Hormonal contraception (HC), including the injectable progestin depot medroxyprogesterone acetate (DMPA) and combined oral contraceptives (COCs), and pregnancy have been associated with increased risk of HIV in some, but not all, large prospective studies. In February 2012, due to the conflicting epidemiologic study results and lack of sufficient mechanistic information, the World Health Organization held a technical consultation to evaluate the existing evidence on hormonal contraception and HIV infection. The WHO decided not to change the guidelines for access to HC for women at risk of HIV but recommended that women who specifically use progestin-only injectable contraception and seek to prevent unintended pregnancy and HIV should be strongly advised to also use condoms for dual protection. Policy makers and women's advocate groups have expressed concern that the WHO statement is insufficient and difficult to translate into effective counseling for women. In addition, genital HSV-2 infection is known to significantly increase a woman's risk of acquiring HIV, but the mechanism and the impact of hormones on this relationship are not understood. A more complete mechanistic understanding of how HC and HSV-2 may modify the female immune system to increase the risk of HIV is key to clarifying the results of the epidemiologic studies and to establishing more accurate and effective public health policy and practice.
The aims of the proposed research are two-fold: 1) to understand the associations between systemic hormonal levels, circulating regulators of inflammation and immunity and soluble innate immunity mediators in the cervix, their relationship with HIV acquisition risk, and how these relationships are altered by exposure to hormonal contraception (DMPA and COC) and pregnancy;and 2) to define the effects of pregnancy and hormonal contraception on the innate immune system preceding, at the time of, and during established (>6 months) HSV-2 infection to better understand the effect of hormonal contraception and pregnancy on HSV-2 associated HIV risk. We will use ~4,000 longitudinal paired serum and cervical specimens from 1,200 women from Uganda and Zimbabwe who used DMPA, COCs and no hormonal contraception and participated in the HC-HIV study with well-specified HIV and HSV-2 seroconversion dates and who experienced substantial HSV-2, HIV-1 and pregnancy incidence. We will use ELISA and the Meso Scale Discovery multiplex platform to measure levels of endogenous hormones and regulators of inflammation and immunity in cervical samples and paired blood serum. We will use cross-sectional and longitudinal analyses to determine how hormonal contraception, pregnancy and menstrual cycle modify innate immunity, how systemic regulators affect the cervical immune environment, and how the immune regulators are associated with HSV-2 infection (incident and prevalent) and subsequent HIV acquisition risk. This research provides a unique opportunity to elucidate and validate the complex associations between endogenous and exogenous hormones, HSV-2 and HIV-1 through analysis of underlying shared biological mechanisms.
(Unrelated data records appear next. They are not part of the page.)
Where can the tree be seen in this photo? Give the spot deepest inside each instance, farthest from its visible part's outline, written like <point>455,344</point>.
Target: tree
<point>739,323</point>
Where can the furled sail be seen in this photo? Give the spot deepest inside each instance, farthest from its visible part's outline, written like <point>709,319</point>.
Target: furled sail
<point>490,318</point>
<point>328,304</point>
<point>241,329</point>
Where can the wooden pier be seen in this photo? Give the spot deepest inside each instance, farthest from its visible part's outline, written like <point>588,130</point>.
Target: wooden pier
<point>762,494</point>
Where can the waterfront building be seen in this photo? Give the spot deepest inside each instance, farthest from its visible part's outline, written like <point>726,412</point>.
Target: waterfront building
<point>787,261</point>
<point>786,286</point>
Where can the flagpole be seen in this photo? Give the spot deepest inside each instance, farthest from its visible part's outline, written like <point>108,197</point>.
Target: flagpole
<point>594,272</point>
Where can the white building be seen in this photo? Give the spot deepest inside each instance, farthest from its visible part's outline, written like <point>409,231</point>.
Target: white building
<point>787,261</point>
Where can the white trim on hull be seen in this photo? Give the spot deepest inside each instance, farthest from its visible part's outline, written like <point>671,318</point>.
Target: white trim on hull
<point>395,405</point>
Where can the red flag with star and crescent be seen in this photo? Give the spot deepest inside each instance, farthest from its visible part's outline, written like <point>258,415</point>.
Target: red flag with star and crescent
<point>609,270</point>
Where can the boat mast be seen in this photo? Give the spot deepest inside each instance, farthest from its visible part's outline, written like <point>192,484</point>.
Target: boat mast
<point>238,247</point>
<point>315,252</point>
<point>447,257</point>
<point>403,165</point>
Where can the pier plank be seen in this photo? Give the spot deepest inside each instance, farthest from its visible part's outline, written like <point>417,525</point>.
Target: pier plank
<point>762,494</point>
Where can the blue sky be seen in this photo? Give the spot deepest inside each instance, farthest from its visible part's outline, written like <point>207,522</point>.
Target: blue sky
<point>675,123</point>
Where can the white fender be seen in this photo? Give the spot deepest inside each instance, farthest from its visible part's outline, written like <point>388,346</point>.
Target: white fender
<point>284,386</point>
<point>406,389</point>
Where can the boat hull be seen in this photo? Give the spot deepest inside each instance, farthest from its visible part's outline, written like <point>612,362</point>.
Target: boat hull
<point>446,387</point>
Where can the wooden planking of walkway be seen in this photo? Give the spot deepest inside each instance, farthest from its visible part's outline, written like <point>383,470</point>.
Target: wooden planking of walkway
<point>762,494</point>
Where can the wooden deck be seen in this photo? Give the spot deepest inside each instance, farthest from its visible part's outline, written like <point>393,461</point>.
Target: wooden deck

A more complete understanding of how hormonal contraception may modify the female immune system to increase the risk of HIV acquisition and transmission is key to clarifying the results of conflicting epidemiologic studies and to establishing more accurate and effective public health policy and practice. Using paired serum and cervical specimens from women in Uganda and Zimbabwe this research will clarify the associations between hormonal contraception, pregnancy and the menstrual cycle, new and established HSV-2 infections, and subsequent risk of HIV infection.